The bubble universes of the ‘pop up mega-cities’, as the Maha Kumbh Mela 2013 at Prayag, Allahabad has been aptly described by a research team hailing from Harvard University that is stationed there to study it, perhaps have a set of laws governing their myriad operations, which are jocundly and confidently different from the ways the affairs are conducted in the ordinary world outside the purview of that great aggregating impulse called ‘faith’. As the dramaturgy of jostling tradition, spectacular piety, jaw-dropping holiness and undeterred belief played out against a logistical backdrop of crowd management, health and sanitation facilities, provision of food and drinking water, as well as a nice attempt at addressing immense security issues, about 35 million Hindus of various denominations took a dip in the turbid waters of Prayag, the confluence of rivers Ganga, Yamuna and the mythical Saraswati. Amidst batteries of ash-smeared naked
sadhus
escorted by the police and orchestrating a coordinated consecration in the waters, amongst colourfully-attired women and children trudging along with their husbands and fathers, amongst celebrity businessmen and out-of-steam politicos providing camera-friendly moments of liquid religiosity – the greatest show on earth, the biggest conglomeration of people spread over 55 days, had been unfolding in a peaceful fashion, until the stampede at Allahabad Railway Station came to us as a rude shock.

It’s unfortunate, of course, and deeply ironic.
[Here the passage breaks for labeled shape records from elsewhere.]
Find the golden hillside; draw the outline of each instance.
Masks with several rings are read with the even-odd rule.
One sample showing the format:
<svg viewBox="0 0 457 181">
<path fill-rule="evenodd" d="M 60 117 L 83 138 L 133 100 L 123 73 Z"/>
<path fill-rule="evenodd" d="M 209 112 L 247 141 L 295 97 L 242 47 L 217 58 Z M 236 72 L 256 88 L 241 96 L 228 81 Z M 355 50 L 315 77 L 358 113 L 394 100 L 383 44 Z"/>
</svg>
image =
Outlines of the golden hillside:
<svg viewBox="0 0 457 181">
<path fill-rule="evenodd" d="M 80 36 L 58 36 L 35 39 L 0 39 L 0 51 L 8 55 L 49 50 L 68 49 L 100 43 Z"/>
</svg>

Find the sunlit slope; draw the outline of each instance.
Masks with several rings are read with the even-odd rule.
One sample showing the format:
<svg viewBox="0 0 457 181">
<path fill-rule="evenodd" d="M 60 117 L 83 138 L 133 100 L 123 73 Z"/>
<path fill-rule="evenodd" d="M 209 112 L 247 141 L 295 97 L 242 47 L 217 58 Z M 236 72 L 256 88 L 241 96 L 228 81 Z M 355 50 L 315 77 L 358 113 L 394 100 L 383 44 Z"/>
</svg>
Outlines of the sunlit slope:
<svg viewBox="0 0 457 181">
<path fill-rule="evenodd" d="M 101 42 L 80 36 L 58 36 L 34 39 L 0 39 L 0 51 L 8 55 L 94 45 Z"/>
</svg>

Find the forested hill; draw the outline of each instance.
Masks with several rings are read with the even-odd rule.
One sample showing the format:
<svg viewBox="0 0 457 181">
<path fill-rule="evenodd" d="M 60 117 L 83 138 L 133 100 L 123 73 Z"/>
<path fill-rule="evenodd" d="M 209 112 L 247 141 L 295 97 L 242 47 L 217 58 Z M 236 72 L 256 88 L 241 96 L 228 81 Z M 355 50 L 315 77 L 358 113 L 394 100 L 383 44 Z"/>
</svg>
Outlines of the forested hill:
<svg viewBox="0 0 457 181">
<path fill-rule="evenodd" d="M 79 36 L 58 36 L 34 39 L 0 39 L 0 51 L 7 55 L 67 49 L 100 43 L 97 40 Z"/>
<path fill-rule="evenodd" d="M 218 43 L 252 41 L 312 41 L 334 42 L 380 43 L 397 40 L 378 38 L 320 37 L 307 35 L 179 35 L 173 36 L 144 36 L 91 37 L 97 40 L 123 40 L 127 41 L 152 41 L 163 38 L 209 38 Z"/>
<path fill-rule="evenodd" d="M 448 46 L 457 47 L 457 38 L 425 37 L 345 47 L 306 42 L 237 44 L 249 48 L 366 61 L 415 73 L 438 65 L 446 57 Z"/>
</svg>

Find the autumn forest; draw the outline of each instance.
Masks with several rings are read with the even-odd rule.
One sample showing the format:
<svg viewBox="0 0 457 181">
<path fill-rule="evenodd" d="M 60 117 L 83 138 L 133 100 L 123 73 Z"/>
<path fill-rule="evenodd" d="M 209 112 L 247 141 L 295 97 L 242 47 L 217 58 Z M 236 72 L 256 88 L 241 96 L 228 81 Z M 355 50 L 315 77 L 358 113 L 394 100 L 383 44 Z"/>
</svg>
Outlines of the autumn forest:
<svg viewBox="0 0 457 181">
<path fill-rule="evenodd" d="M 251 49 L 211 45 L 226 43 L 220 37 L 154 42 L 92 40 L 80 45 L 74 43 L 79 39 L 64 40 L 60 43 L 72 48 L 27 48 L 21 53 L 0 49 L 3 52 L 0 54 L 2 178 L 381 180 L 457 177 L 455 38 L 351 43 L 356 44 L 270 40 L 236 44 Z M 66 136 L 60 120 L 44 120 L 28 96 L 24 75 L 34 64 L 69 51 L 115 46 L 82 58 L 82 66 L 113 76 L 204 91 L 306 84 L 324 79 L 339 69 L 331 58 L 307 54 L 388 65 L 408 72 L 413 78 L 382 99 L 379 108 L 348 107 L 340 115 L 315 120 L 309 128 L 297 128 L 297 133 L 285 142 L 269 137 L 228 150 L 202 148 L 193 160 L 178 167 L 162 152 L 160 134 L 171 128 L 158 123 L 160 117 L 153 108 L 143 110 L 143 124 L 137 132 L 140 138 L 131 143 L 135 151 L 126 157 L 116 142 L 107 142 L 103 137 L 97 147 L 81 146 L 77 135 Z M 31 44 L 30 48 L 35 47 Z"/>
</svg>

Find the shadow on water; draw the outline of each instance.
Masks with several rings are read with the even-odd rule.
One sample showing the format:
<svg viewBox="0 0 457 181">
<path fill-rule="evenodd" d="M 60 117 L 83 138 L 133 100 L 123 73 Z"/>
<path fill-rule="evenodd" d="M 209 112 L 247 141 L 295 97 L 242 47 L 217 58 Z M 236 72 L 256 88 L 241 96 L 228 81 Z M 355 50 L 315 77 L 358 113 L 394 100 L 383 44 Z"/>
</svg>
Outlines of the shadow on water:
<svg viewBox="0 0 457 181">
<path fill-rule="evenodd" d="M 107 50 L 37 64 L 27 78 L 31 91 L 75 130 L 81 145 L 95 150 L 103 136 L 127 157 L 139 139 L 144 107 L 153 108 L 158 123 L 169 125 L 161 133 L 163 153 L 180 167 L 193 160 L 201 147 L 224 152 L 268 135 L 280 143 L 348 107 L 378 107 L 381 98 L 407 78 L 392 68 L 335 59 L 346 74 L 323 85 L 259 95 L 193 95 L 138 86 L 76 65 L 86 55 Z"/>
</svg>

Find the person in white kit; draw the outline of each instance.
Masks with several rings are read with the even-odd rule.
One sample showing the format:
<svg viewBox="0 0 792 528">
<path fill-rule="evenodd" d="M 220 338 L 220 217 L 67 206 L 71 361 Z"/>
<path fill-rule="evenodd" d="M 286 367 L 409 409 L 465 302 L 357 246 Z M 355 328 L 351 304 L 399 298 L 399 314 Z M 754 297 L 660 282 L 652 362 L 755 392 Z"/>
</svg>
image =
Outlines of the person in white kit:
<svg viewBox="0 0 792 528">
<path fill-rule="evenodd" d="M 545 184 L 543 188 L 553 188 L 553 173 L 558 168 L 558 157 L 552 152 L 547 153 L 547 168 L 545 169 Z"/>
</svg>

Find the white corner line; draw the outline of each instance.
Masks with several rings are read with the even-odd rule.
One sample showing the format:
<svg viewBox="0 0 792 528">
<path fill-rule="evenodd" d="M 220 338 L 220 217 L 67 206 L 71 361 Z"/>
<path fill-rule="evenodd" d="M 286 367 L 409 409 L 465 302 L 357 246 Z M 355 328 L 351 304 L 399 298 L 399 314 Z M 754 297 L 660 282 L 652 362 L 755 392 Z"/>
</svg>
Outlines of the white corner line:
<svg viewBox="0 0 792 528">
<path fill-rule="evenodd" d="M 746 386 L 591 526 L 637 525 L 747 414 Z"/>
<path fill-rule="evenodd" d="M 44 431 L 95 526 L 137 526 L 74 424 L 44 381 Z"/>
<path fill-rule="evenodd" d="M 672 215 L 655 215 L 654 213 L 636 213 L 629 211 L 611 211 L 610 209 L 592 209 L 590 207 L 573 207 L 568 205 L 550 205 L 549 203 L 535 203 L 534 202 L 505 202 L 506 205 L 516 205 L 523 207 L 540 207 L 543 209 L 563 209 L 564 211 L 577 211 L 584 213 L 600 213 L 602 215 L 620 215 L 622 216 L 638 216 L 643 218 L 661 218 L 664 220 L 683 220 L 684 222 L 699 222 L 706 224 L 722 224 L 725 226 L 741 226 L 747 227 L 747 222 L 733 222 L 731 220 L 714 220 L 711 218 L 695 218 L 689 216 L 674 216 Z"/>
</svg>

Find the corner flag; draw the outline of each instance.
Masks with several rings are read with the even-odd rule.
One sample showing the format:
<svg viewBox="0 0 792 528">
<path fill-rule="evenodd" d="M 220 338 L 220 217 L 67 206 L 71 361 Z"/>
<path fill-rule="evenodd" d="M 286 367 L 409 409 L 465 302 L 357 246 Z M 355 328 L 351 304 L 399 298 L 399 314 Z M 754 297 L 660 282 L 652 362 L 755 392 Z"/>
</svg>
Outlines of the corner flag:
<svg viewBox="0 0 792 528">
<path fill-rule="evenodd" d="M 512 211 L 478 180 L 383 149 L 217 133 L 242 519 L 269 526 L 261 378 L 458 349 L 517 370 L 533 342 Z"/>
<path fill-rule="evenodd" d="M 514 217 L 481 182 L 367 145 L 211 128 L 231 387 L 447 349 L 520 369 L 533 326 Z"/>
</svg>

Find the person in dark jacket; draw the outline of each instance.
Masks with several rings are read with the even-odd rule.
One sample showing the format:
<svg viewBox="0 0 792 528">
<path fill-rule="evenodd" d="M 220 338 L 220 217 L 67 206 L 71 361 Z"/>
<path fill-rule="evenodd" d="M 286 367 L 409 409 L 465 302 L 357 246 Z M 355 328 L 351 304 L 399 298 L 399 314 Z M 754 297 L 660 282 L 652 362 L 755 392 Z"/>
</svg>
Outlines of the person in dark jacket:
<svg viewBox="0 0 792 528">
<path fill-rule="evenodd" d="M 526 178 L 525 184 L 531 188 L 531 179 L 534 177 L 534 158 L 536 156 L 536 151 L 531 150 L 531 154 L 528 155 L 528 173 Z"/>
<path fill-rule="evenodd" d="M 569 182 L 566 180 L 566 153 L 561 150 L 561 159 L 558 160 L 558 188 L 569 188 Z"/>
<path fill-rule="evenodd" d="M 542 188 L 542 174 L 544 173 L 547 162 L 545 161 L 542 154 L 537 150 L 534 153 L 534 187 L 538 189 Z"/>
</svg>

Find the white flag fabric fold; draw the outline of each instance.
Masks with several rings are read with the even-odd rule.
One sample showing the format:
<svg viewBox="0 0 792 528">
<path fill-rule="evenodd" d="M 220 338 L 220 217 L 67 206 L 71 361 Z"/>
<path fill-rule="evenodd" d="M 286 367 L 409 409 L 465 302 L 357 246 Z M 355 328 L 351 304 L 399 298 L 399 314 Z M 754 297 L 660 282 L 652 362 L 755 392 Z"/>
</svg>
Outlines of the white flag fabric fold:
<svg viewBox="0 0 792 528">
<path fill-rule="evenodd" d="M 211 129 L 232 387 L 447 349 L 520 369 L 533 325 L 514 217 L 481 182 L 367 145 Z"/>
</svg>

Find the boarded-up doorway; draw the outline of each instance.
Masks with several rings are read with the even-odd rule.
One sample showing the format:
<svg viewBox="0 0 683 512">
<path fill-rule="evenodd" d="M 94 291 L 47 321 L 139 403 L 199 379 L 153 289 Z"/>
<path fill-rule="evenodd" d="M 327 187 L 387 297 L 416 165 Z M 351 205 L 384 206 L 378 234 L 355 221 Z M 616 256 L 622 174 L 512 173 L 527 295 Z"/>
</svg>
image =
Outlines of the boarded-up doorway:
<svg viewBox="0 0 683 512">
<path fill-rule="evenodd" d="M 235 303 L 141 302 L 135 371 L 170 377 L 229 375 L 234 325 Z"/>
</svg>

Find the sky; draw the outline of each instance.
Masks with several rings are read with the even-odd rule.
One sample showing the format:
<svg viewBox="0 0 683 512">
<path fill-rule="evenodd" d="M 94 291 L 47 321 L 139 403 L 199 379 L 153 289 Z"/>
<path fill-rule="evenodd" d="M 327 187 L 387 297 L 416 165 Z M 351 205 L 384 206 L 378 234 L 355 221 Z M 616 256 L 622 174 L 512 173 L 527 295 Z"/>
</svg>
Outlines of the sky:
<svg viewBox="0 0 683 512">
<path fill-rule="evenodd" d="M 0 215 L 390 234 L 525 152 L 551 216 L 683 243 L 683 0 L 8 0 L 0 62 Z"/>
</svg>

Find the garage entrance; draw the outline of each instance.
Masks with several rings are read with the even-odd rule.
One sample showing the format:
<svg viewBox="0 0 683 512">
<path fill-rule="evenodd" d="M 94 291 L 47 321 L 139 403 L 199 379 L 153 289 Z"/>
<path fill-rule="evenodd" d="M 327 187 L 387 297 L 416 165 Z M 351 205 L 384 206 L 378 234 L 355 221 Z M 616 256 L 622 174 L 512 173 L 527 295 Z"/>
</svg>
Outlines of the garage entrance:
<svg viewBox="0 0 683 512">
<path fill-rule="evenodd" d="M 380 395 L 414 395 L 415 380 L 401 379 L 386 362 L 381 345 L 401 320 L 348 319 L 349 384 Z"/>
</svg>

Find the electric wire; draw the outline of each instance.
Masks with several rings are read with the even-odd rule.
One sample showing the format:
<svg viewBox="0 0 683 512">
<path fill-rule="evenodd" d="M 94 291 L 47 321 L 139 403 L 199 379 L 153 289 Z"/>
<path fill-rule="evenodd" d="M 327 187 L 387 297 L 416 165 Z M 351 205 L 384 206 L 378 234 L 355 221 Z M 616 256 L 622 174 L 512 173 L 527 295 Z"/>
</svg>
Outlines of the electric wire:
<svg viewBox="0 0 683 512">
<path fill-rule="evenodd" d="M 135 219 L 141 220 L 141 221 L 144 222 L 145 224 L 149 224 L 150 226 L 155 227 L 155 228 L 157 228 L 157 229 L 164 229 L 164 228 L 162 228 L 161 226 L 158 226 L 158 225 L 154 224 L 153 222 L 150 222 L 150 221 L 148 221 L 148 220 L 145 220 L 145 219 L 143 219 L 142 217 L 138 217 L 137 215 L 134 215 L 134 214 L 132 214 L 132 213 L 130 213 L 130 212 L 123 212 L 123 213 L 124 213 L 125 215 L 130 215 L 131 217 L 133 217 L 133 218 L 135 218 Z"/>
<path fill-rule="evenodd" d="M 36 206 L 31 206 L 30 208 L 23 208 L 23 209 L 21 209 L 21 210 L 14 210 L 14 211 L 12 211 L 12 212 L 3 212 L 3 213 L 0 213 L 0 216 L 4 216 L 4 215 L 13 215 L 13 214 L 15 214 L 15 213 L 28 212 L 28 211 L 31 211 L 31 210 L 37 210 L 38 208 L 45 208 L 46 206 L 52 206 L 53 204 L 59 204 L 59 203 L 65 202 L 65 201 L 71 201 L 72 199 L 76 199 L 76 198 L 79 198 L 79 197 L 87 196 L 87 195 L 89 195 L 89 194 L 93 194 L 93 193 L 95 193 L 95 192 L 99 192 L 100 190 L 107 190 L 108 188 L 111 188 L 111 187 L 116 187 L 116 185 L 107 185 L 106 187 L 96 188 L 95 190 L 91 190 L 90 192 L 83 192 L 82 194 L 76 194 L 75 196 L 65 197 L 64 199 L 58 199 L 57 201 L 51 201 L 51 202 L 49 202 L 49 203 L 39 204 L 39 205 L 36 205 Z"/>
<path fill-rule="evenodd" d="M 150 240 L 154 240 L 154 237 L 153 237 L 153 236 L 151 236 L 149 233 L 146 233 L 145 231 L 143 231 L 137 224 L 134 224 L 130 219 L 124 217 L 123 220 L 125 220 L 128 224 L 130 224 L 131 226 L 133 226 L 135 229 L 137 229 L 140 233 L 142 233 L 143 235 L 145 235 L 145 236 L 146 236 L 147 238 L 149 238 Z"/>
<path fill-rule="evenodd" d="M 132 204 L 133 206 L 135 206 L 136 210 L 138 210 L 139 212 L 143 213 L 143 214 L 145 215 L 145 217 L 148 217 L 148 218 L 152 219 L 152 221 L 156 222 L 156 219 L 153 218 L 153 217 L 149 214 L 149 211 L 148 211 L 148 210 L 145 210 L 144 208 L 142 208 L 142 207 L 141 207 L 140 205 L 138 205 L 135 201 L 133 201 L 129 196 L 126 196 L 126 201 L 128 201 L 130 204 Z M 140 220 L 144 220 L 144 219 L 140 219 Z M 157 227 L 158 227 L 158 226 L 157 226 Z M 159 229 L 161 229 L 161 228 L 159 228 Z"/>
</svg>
Chiefly because despite all the clamour and chaos of the Maha Kumbh, and despite the presence of the teeming millions who gathered there scrounging for salvation, or purely for the joy of being a part of such a magnificent carnival of belief, the fatal incident happened away from the venue, at the railway station, that is. Obviously, upon hindsight, it is easy to decry the lack of adequate arrangements and transport facilities, such as directing more trains to and from Allahabad, but, as the evidently frustrated Railway Minister lamented, is it really possible to micro-manage the movements of three crore devotees who are all ready to depart at once after receiving a suitably blessed cleanse? The resignation of Azam Khan, the minister who was in charge of the Kumbh organising committee, aside, preparing for millions, although a process that has been planned and undertaken meticulously, remains an unfinished business. Astrological calculations and announcements of collective sanctification, nevertheless, will carry on unaffected by the fateful, though not completely unexpected, tragedy that hit the Kumbh visitors on the very day that was declared the most auspicious of them all. Just as Muslims brave hazards to make their pilgrimage to Haj, Hindu believers, too, will keep assembling at the vast but temporary tent-city, as tradition and modernity collide head on at this sacred site of mass devotion.